Guterres, que já está a lidar com as batatas quentes no Mali, em Conacri e no Burkina Faso, veio exigir que os militares guineenses respeitassem integralmente as instituições democráticas do país e a sua Constituição.

Também a Comunidade Económica dos Estados da África Ocidental (CEDEAO) veio rapidamente a público, através de um comunicado, condenar esta tentativa de golpe militar, responsabilizando os militares golpistas pela segurança dos líderes políticos eleitos democraticamente, nomeando especificamente o Presidente Embaló e os membros da sua equipa.

Mais um golpe na África Ocidental

Este é o 4º golpe (ainda está por esclarecer a sua natureza) na África Ocidental em cerca de um ano, depois do Mali, Guiné-Conacri e Burkina Faso, havendo ainda a situação dramáica no Sudão a reforçar a ideia de que o continente está a reviver um período infeliz da sua história, trazendo à memória a segunda metade, e, especialmente, o último quarto, do século XX, onde os golpes e as intentonas se seguiam umas às outras,

História

A Guiné-Bissau é um pequeno Estado lusófono na costa da África Ocidental, com perto de 2 milhões de habitantes, divididos pelo território continental e o arquipélago dos Bijagós. A sua população incorpora 32 etnias, sendo os balantas e os fulas as mais volumosas, com territórios bem definidos e marcas culturais bem vincadas, apenas diluídas nas últimas décadas devido à islamização de algumas delas.

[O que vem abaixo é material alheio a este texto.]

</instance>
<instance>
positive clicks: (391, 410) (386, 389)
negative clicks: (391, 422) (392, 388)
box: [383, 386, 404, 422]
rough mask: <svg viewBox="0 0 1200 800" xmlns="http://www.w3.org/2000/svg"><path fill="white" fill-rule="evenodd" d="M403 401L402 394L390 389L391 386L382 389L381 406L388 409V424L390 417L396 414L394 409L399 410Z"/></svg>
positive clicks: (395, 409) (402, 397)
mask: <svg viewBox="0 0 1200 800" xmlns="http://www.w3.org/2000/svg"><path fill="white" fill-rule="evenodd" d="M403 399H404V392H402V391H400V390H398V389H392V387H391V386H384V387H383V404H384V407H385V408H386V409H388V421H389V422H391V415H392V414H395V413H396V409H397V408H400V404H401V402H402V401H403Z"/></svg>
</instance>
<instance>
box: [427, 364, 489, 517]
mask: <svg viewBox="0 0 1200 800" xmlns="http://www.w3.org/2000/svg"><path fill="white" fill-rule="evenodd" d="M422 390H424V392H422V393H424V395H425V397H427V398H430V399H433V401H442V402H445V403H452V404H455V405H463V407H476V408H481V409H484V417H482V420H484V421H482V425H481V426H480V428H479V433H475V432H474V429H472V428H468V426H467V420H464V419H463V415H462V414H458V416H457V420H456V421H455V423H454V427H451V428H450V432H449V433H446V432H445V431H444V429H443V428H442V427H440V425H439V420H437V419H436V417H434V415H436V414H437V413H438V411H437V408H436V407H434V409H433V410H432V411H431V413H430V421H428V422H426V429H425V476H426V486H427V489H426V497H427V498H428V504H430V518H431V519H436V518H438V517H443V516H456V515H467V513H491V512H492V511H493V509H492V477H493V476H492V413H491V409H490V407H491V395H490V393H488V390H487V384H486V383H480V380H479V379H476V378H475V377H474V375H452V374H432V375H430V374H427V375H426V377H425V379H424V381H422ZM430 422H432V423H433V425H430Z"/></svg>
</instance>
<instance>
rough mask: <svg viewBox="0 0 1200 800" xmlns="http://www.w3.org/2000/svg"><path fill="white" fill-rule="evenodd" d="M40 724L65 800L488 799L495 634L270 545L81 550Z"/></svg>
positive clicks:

Entre algumas destas etnias há rivalidades ancestrais que periodicamente assomam à superfície deste mosaico étnico-linguístico-cultural e que, como já sucedeu nas últimas décadas marcadas por golpes e intentonas, se agigantam nos quartéis, gerando forte tensão e mesmo conflitos armados, nomeadamente envolvendo os balantas, conhecidos no país pela sua vocação guerreira e temerária.

Recorde-se que este é um dos países mais instáveis política e militarmente no continente africano, tendo, desde 1973, ano da sua independência unilateral, vivenciado uma dezena de golpes, com a morte inicial de Amílcar Cabral, o líder do Partido Africano da Independência da Guiné e Cabo Verde (PAIGC), ainda envolta em mistério, o primeiro episódio sangrento de muito.

Com a guerra de 1998/99, terminou o regime ditatorial do Presidente Nino Vieira, que viria a ser morto em 2009, depois de ter regressado ao país, em 2005, para se candidatar à Presidência, tendo ganho o pleito eleitoral folgadamente.

Pelo meio foram mortos vários Chefes Militares, desde logo o histórico Ansumane Mané, líder do golpe de 1998, que deu início ao conflito que só terminou um ano depois, morto a tiro em 2000, ou Tagme Na Waie, em 2009, ou antes Veríssimo Correia Seabra, em 2004, depois de ter afastado à força o Presidente Kumba Yalá, em 2003.